Les vacances… Mer, campagne ou montagne ?...

Là, tout de suite ? Ce thème raisonne comme un devoir de vacances… Mais, mes souvenirs m'entraînent loin, assez loin en arrière ! Je devais avoir dans les six ou sept ans, là, ma mémoire fait un bug. Pour le reste, pas de souci… Les souvenirs sont intacts !

Nos vacances, nous avions sûrement de la chance mais je ne le voyais pas comme cela, c'était la colonie ! Certes, je savais passer un mois au calme, enfin, loin de mes parents, mais je n'aimais pas la colonie. Tout d'abord, parce que, pendant un mois, je ne voyais pas Pierre, mon grand frère. Bien évidemment, nos parents ne nous mettaient pas dans la même colonie ! Cela aurait été trop simple !

Cette année-là, je vous dirais que cela a été campagne-montagne : Willerhof !

Willerhof

Et voilà, mon parcours du combattant commence… j'essaie de visualiser cette "commune" sur la carte, mais même Google n'est pas d'accord avec moi : ce n'est pas une commune en tant que telle ! J'aurai affirmé "craché-juré" que j'étais partie dans le Jura… Mais, à sept ans : qu'est-ce que le Jura ? Aujourd'hui, je penchais pour le département, eh bien non… Willerhof est un hameau de Hilsenheim, commune du Bas-Rhin dans le Jura alsacien…

Ce qui est sûr, c'est que les bâtiments étaient dans la forêt loin de tout ! Après quelques recherches sur la toile, je comprends mieux pourqoi… Le camp de Willherhof était un camp de la ligne Maginot utilisé par l'Action sociale des Armées en tant que colonie de vacances dans les années 50-60…

Dès le premier soir, je me sens triste et seule, abandonnée. Mais qu'est-ce que je suis venue faire dans cette galère ?... RIEN ! Je suis venue parce que mes parents m'ont placée là. Jamais ils ne m'ont demandé où je désirais aller, alors c'est là, à Willerhof !...

Le premier matin commence mal aussi : pas d'eau chaude. Petites que nous sommes, la douche froide, c'est effrayant… J'aime la douche, fraîche, s'il fait chaud, oui, pourquoi pas… mais froid alors que la température extérieure est encore fraîche… Ensuite, au pas de course, direction le réfectoire pour un petit déjeuner. Cela crie, cela grouille, mais, où est le trou de souris pour que je me cache ?... J'ai beau regarder dans tous les coins du réfectoire, pas un seul petit trou de souris !

Après le réfectoire, direction le lavage des dents : les lavabos géants étaient presque trop hauts pour nous. Enfin, moi, qui n'était pas petite, je suis sur la pointe des pieds… Là, tout de suite, je veux rentrer chez moi, rester seule, peut-être, mais chez moi… Mais non, il me faut tenir trois longues semaines…

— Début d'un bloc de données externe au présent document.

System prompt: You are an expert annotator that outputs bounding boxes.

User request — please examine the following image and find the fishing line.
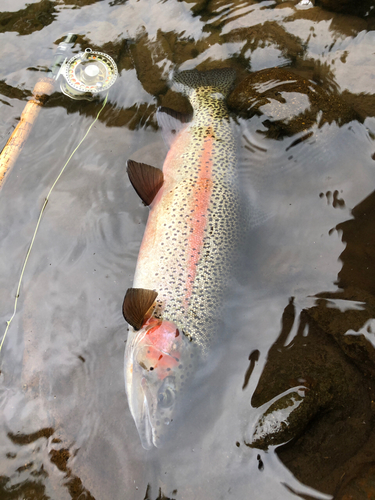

La mono nous annonce les activités de la journée : activités manuelles le matin, repas le midi, suivi de la sieste, puis marche l'après-midi, repas du soir, petite veillée et au lit !

Bon, ben, on est parti pour 21 jours !... Les activités du matin sont manuelles mais parfois il y a des jeux… J'aimais bien les jeux : très variés. Soit de société, soit avec des accessoires… Les premières activités manuelles m'ont ramené à la maternelle : dessin, pâte à modeler, tricot avec les doigts, etc. Allez, je voyais le bon côté des choses : je m'occupais !

Les repas ? Je ne me souviens pas si c'était bon ou pas, copieux ou pas… Cela devait donc aller…

Par contre, les marches, les satanées marches !... Aujourd'hui, j'aime, je dois dire que marcher est bon pour le moral… Mais cette année-là, j'ai tellement

jura-alsacien

souffert que j'ai hait toutes ces après-midis. TOUTES, sans aucune exception ! Mais pourquoi vous demandez-vous ? Simplement parce que les chaussures prévues à cet effet étaient trop petites ! Pourquoi mes parents me les avaient-ils mis dans la valise ? Je ne sais et ne saurais jamais… Mais la mono, elle, ne voulait rien entendre : tu as ces chaussures-là, tu mets ces chaussures-là ! Il n'y avait pas moyen de discuter ! J'avais des ampoules ? Elle me mettait des pansements ! J'avais les pieds rouges ? Elle me les passait sus l'eau froide en rentrant ! Bref, une mono qui avait réponse et action à tout… Pas moyen de discuter…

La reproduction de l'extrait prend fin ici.